Under ashen skies at the Berlin airport, two men meet in a parked car. They don’t know each other, and don’t seem to want to. They have a deal to do, and we can assume it is shady.
“You need to relax,” says the guy in the back seat.
“I’m more comfortable tense,” the guy behind the wheel replies.
Probably there will be a betrayal. Probably it has happened already. Back-seat guy gets out and walks away, toward an anxious and bedraggled Clive Owen, who stands waiting for him on the other side of a traffic-thicketed thoroughfare. Something is up, all right. But before the guy has a chance to report, he winces sharply, clutches his arm, barfs on the curb, and crumples to his death. Heart attack, right? Or was it foul play?
A brief aside: Have you noticed how often we see people vomit in movies nowadays? Seriously, it’s a lot. Revisit The Reader or Slumdog Millionaire for other recent examples, or just wait and watch for the inevitable new ones, and now try not to think it’s strangely conspicuous. Has there been a faux-puke technology breakthrough or something?
Anyway, having seen the guy lose his lunch and his life, Owen gets more anxious, then gets hit by a car.
Welcome to The International. Please sit forward and do not relax. You will be more comfortable tense. Owen stars as an Interpol agent who, along with Naomi Watts as a more kempt but less interesting New York City assistant district attorney, plays a globetrotting game of cat-and-mouse with an all-powerful, deeply nefarious multinational bank.
And I mean deeply nefarious. For instance, Watts, too, gets hit by a car, and very much on purpose. But that’s just for starters. Under the detail-minding stewardship of one seriously chilly chief executive Euro-scoundrel (Ulrich Thomsen), this is an institution whose action plan for long-term growth consists of trading up from laundering mob money to stoking third-world arms races in order to collect perpetual debt from the racers.
Owen’s investigator used to work for Scotland Yard, where he tried to turn the heat up on this bank once before. But that backfired, somewhat mysteriously, and cost him his job. He shouldn’t have taken it personally, though; you’re not really on the International Bank of Business and Credit’s shit list until multiple assassins are hired to kill the multiple assassins who’ve been hired to kill you.
Because it has a nostalgic whiff of ’70s-style man-against-malevolent-system thrillers like The Manchurian Candidate and The Parallax View, there is reason to worry, early on, that The International will be plenty handsome and classy and grown up but also derivative and actually kind of boring. We have seen this kind of thing on the home front recently enough, usually with George Clooney in the driver’s seat of what amounts to a Cadillac CTS sedan of a movie: impressive to a few of the neighbors, maybe, but not the ones who drive BMWs.

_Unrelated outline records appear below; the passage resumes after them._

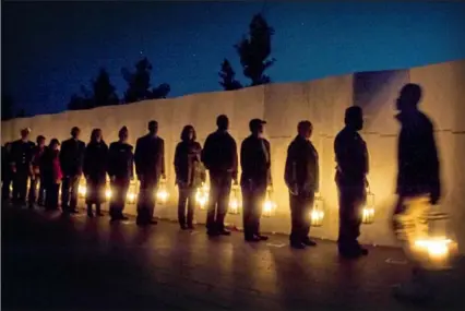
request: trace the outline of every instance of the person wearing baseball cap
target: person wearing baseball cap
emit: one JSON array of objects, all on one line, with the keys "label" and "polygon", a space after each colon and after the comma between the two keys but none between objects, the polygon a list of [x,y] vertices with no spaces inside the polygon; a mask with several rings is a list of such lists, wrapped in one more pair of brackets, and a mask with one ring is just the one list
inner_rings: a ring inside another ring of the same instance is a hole
[{"label": "person wearing baseball cap", "polygon": [[271,186],[270,142],[263,137],[264,124],[266,121],[261,119],[250,120],[251,134],[242,141],[240,147],[243,238],[248,242],[267,240],[260,234],[262,204],[266,188]]}]

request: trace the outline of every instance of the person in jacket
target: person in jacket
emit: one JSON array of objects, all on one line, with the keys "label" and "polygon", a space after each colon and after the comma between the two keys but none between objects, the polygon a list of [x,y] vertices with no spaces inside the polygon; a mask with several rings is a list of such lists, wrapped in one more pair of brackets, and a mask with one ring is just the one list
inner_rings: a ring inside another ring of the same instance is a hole
[{"label": "person in jacket", "polygon": [[310,142],[313,125],[310,121],[300,121],[298,134],[287,148],[284,179],[289,189],[291,230],[290,247],[305,249],[317,243],[309,238],[310,211],[314,194],[319,191],[318,152]]},{"label": "person in jacket", "polygon": [[[418,84],[406,84],[396,100],[401,123],[397,147],[398,202],[394,210],[394,229],[405,249],[415,243],[417,231],[428,230],[421,216],[441,199],[440,162],[432,121],[418,109],[422,91]],[[410,253],[410,252],[409,252]],[[407,255],[407,254],[406,254]],[[412,282],[395,287],[402,298],[421,300],[433,294],[428,274],[415,256]]]},{"label": "person in jacket", "polygon": [[148,122],[148,134],[138,139],[134,153],[135,172],[141,182],[138,199],[138,218],[140,226],[156,225],[153,219],[155,191],[159,179],[165,179],[165,141],[158,136],[158,122]]},{"label": "person in jacket", "polygon": [[21,130],[21,139],[11,146],[11,169],[13,179],[13,202],[26,204],[27,181],[32,177],[32,160],[35,144],[29,141],[29,129]]},{"label": "person in jacket", "polygon": [[251,135],[243,140],[240,147],[240,166],[242,175],[243,236],[246,241],[267,240],[260,234],[260,217],[266,196],[266,188],[271,184],[270,143],[263,137],[265,121],[252,119],[249,122]]},{"label": "person in jacket", "polygon": [[40,182],[44,182],[45,186],[45,208],[47,211],[58,210],[60,183],[63,178],[59,146],[60,142],[57,139],[52,139],[43,155]]},{"label": "person in jacket", "polygon": [[336,135],[336,186],[339,199],[339,254],[346,258],[367,255],[357,241],[360,236],[361,208],[367,200],[368,151],[358,131],[363,128],[363,112],[353,106],[345,111],[345,128]]},{"label": "person in jacket", "polygon": [[2,201],[9,201],[11,195],[10,187],[13,182],[13,170],[11,167],[11,143],[5,143],[1,148],[1,198]]},{"label": "person in jacket", "polygon": [[107,183],[108,146],[104,142],[102,130],[94,129],[91,134],[91,142],[84,152],[84,176],[87,186],[85,204],[87,205],[87,216],[94,217],[92,205],[95,204],[97,216],[102,214],[100,206],[105,202],[105,190]]},{"label": "person in jacket", "polygon": [[179,189],[178,222],[182,230],[194,228],[195,193],[205,182],[205,171],[200,158],[202,147],[195,139],[194,128],[186,125],[175,152],[176,183]]},{"label": "person in jacket", "polygon": [[206,213],[208,236],[229,236],[225,229],[231,181],[237,183],[237,145],[228,133],[229,119],[225,115],[216,118],[217,130],[211,133],[202,151],[202,162],[210,171],[210,200]]},{"label": "person in jacket", "polygon": [[60,165],[63,174],[61,184],[61,210],[63,213],[78,213],[78,190],[82,176],[85,143],[79,140],[81,130],[71,129],[71,139],[61,144]]},{"label": "person in jacket", "polygon": [[134,178],[133,147],[128,144],[129,131],[122,127],[118,133],[119,141],[110,144],[108,152],[108,175],[111,182],[110,217],[111,220],[127,220],[122,214],[126,196],[131,180]]},{"label": "person in jacket", "polygon": [[[45,199],[45,182],[41,180],[40,168],[43,166],[43,158],[46,151],[45,137],[43,135],[37,136],[37,145],[33,152],[32,167],[33,172],[31,177],[31,186],[29,186],[29,194],[28,194],[28,204],[31,207],[34,207],[34,204],[37,200],[37,191],[38,191],[38,200],[37,204],[39,206],[44,206]],[[38,188],[38,189],[37,189]]]}]

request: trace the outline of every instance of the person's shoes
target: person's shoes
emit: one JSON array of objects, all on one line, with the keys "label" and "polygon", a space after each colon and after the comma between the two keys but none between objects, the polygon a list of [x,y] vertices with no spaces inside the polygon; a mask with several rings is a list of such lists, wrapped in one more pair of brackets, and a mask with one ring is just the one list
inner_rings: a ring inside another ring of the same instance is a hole
[{"label": "person's shoes", "polygon": [[306,248],[301,242],[290,242],[290,247],[296,250],[303,250]]},{"label": "person's shoes", "polygon": [[246,242],[260,242],[260,238],[258,236],[245,237]]},{"label": "person's shoes", "polygon": [[219,236],[230,236],[230,235],[231,235],[231,231],[226,230],[226,229],[223,229],[223,230],[219,230],[219,231],[218,231],[218,235],[219,235]]},{"label": "person's shoes", "polygon": [[312,241],[312,240],[310,240],[310,239],[306,239],[306,240],[303,240],[303,242],[302,242],[306,247],[315,247],[317,246],[317,242],[315,241]]},{"label": "person's shoes", "polygon": [[269,240],[269,237],[266,237],[266,236],[258,235],[257,237],[260,239],[260,241],[267,241]]}]

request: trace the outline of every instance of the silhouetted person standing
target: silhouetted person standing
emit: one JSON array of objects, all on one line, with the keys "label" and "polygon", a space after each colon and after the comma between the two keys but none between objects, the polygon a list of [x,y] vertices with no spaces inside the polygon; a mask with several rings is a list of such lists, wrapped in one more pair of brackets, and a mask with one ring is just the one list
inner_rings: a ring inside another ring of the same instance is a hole
[{"label": "silhouetted person standing", "polygon": [[249,122],[251,135],[243,140],[240,147],[240,166],[242,175],[243,235],[246,241],[267,240],[260,234],[260,217],[266,196],[266,188],[271,184],[270,143],[263,137],[265,121],[252,119]]},{"label": "silhouetted person standing", "polygon": [[1,198],[3,201],[10,200],[11,190],[10,186],[13,182],[13,170],[12,170],[12,153],[11,143],[5,143],[1,148]]},{"label": "silhouetted person standing", "polygon": [[60,142],[52,139],[43,156],[40,182],[44,182],[46,189],[45,208],[47,211],[58,210],[60,183],[63,178],[59,146]]},{"label": "silhouetted person standing", "polygon": [[175,152],[176,183],[179,189],[178,220],[183,230],[193,229],[195,192],[205,182],[205,170],[201,163],[202,147],[195,139],[194,128],[186,125]]},{"label": "silhouetted person standing", "polygon": [[317,243],[309,238],[310,211],[314,193],[319,191],[318,152],[310,137],[313,125],[310,121],[300,121],[298,134],[287,148],[284,180],[289,189],[290,205],[290,247],[305,249]]},{"label": "silhouetted person standing", "polygon": [[127,127],[119,130],[119,141],[110,144],[108,154],[108,175],[111,181],[110,217],[111,220],[127,220],[122,214],[131,180],[134,178],[133,147],[128,144]]},{"label": "silhouetted person standing", "polygon": [[[43,166],[43,158],[46,151],[45,137],[43,135],[37,136],[37,145],[33,152],[32,167],[33,175],[31,178],[29,194],[28,194],[28,204],[31,207],[34,207],[36,203],[37,191],[38,191],[38,201],[37,204],[44,206],[45,203],[45,182],[41,180],[40,168]],[[37,189],[38,188],[38,189]]]},{"label": "silhouetted person standing", "polygon": [[60,165],[63,174],[61,184],[61,210],[63,213],[78,213],[78,190],[84,164],[85,143],[79,140],[81,130],[71,129],[71,139],[61,144]]},{"label": "silhouetted person standing", "polygon": [[29,129],[21,130],[21,139],[11,146],[13,178],[13,202],[26,203],[27,180],[32,177],[32,160],[35,144],[28,140]]},{"label": "silhouetted person standing", "polygon": [[106,201],[105,188],[107,183],[108,146],[104,142],[100,129],[94,129],[91,142],[84,153],[84,176],[87,184],[85,203],[87,216],[94,217],[92,205],[95,204],[95,214],[103,216],[102,204]]},{"label": "silhouetted person standing", "polygon": [[229,120],[225,115],[216,119],[218,129],[211,133],[202,151],[202,162],[210,171],[210,200],[206,213],[208,236],[229,236],[225,229],[231,181],[237,182],[237,145],[228,133]]},{"label": "silhouetted person standing", "polygon": [[[431,120],[418,110],[421,87],[406,84],[396,100],[401,123],[397,147],[397,195],[398,203],[394,211],[396,231],[406,247],[415,243],[416,232],[428,229],[421,220],[425,212],[441,198],[440,164],[434,140],[434,127]],[[427,298],[430,294],[425,271],[415,258],[413,280],[400,286],[396,294],[408,298]]]},{"label": "silhouetted person standing", "polygon": [[358,131],[363,128],[363,115],[360,107],[349,107],[345,112],[345,128],[336,135],[336,184],[339,194],[339,254],[357,258],[368,254],[360,247],[361,208],[367,200],[366,187],[368,174],[367,144]]},{"label": "silhouetted person standing", "polygon": [[135,144],[135,172],[141,182],[138,200],[138,225],[155,225],[155,191],[165,178],[165,142],[158,136],[157,121],[148,122],[148,134]]}]

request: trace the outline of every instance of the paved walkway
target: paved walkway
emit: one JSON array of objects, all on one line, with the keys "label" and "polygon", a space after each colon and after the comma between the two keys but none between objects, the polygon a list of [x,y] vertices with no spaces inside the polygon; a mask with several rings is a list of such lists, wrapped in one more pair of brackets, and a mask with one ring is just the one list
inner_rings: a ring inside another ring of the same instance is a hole
[{"label": "paved walkway", "polygon": [[[284,236],[248,244],[2,206],[1,251],[3,310],[424,310],[391,296],[409,273],[389,248],[344,261],[329,241],[299,251]],[[461,289],[427,309],[458,310]]]}]

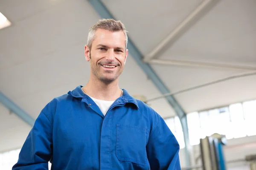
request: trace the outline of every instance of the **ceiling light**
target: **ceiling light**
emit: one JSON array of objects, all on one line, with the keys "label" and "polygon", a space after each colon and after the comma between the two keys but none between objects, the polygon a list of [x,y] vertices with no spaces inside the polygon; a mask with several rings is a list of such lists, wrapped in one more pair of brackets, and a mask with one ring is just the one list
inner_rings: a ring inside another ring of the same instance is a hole
[{"label": "ceiling light", "polygon": [[0,29],[10,26],[11,22],[0,12]]}]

Which is only to say that Bavarian engineering does make a difference. German director Tom Tykwer, most famous for Run Lola Run, has a knack for arty suspense and for moving through cities–in this case, the commerce centers of Germany, France, Italy, Turkey, and the United States–with brisk intensity. If you thought retching dead guy was something, just wait until it’s time for Tykwer’s assuredly choreographed if subtlety-chucking climactic shootout in New York City’s Guggenheim Museum–by turns thrilling, astonishing, ridiculous, then thrilling again, then sort of confusing, then a little disgusting, then exhausting, and finally very sobering.
Now, perhaps all this business of banking-industry bad guys sounds like a trumped-up reach for topicality. But as screenwriter Eric Warren Singer understands (better, unfortunately, than he understands how to make Watts’ character compelling), there is an older and even more direct precedent for such financial deviltry, in the real-life case of the multi-billion-dollar Bank of Credit and Commerce International, which succumbed to global scandals in 1991. Certain sorts of corruption, like certain sorts of movies, are timeless.
The International also has the advantage of fine, genre-savvy supporting performances from Brian F. O’Byrne and Armin Mueller-Stahl among its villains, an appealing sheen of gloom from cinematographer Frank Griebe, and aptly shivery incidental music by Tykwer, Johnny Klimek and Reinhold Heil. Maybe it’s not the ultimate driving machine, as thrillers go, but it is designed to perform. Do buckle up, and bring a barf bag.